Even assuming that Nabucco’s boosters manage to assemble a
coterie of deep-pocketed suckers – er, investors, the only promised current
volume for Nabucco's proposed 31 billion cubic meters (bcm) annual throughput
is Azerbaijan's future offshore Caspian Shah Deniz production, estimated at 8
bcm. Even if Shah Deniz does end up supplying Nabucco, its currently promised
throughput leaves a deficit of 23 bcm, leading to the question of exactly whose
natural gas will Nabucco carry if SOCAR drops out, a worst case scenario
requiring the Nabucco consortium to scrounge not 23 bcm, but all 31 bcm per
annum, especially as Washington’s geopolitics invalidate the participation of
either Russia or Iran?
For those with knowledge of energy history in the
post-Soviet space, the 419-mile, $500 million Odessa-Brody oil pipeline,
completed in 2001, provides a cautionary tale to building pipelines without
throughput guarantees. The Ukrainian government rashly built the self-financed
line without foreign investment, stretching from its Black Sea port to the
Polish border to provide
Central Europe with oil despite
not having firm commitments from a single oil producing nation for export
throughputs. After the pipeline remained unused for three years, a reluctant
Kiev
was forced in 2004 to agree to transport Russian oil southwards in the opposite
direction, for export from
Odessa
rather than northwards to Central European markets as originally envisaged.
Further complicating the picture are the differing proposed
transit and pricing policies of the countries that Nabucco will pass through.

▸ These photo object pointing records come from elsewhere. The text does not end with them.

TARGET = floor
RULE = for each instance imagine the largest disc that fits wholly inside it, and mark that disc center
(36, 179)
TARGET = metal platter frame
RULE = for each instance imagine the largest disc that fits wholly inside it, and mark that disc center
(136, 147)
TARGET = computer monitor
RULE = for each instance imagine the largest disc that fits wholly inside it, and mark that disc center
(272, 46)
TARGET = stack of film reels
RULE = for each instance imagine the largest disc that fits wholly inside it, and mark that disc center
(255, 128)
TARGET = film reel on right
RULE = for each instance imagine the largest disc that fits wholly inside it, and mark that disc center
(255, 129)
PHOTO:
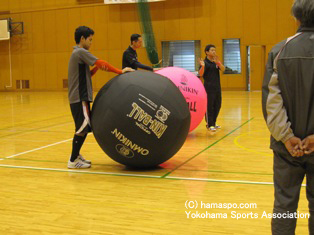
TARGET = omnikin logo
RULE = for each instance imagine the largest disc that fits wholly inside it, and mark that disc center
(124, 151)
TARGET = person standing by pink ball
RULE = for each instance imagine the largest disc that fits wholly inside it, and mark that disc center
(209, 70)
(192, 89)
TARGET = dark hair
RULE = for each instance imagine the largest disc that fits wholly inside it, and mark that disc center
(82, 31)
(135, 37)
(207, 48)
(303, 10)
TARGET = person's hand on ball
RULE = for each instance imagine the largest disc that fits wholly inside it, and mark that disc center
(127, 69)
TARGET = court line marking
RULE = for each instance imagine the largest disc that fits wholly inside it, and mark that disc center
(138, 175)
(217, 141)
(35, 129)
(236, 142)
(43, 147)
(25, 124)
(182, 169)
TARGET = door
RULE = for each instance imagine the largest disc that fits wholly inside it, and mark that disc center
(256, 67)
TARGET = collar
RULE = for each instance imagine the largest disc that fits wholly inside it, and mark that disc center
(130, 48)
(305, 29)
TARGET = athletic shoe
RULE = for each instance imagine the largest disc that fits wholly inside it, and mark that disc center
(77, 164)
(84, 160)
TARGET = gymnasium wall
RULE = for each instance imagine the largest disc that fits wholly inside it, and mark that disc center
(41, 54)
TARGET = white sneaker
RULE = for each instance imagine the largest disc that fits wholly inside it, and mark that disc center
(78, 163)
(84, 160)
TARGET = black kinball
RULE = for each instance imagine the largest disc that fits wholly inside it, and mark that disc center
(140, 119)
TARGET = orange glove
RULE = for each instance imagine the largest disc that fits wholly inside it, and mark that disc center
(101, 64)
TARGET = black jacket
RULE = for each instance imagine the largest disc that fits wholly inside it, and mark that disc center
(130, 60)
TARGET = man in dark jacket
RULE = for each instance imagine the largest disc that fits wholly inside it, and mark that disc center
(288, 107)
(130, 56)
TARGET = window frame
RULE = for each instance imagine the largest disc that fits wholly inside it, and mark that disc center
(240, 56)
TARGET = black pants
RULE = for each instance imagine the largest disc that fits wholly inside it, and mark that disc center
(213, 105)
(289, 173)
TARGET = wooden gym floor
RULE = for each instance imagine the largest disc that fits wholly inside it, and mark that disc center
(39, 195)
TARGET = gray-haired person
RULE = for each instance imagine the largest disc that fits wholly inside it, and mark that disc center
(288, 107)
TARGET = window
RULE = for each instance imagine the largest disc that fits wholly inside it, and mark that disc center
(232, 56)
(183, 54)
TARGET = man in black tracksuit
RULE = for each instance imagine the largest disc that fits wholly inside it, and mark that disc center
(288, 107)
(209, 70)
(130, 56)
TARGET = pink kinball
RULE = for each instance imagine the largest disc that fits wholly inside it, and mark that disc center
(192, 89)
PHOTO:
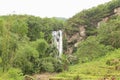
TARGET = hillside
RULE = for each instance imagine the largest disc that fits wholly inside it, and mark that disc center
(85, 23)
(104, 68)
(91, 44)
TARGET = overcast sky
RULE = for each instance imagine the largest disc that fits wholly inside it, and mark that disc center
(47, 8)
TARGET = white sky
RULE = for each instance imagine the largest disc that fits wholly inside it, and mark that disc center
(47, 8)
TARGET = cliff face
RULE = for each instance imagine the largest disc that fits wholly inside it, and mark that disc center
(80, 35)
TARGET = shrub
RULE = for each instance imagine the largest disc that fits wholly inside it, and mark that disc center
(15, 74)
(91, 49)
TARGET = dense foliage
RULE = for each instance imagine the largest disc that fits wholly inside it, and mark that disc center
(26, 42)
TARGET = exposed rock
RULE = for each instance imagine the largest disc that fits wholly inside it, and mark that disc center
(74, 39)
(117, 11)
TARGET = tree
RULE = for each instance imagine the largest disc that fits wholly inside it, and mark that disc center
(109, 32)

The biggest geographical hurdle impacting the bottom line is the fact that, if
as some Nabucco boosters aver,
Turkmenistan
can be persuaded to contribute natural gas, the seabed of the Caspian has yet
to definitively be delineated amongst the sea’s five riparian states. The
question remains unresolved 18 years after the implosion of the
USSR
dashed the 1920 and 1941 Soviet-Iranian bilateral treaties covering the issue
of offshore waters. Building a pipeline across seabed whose ownership is in
dispute will enrich maritime lawyers, but few others.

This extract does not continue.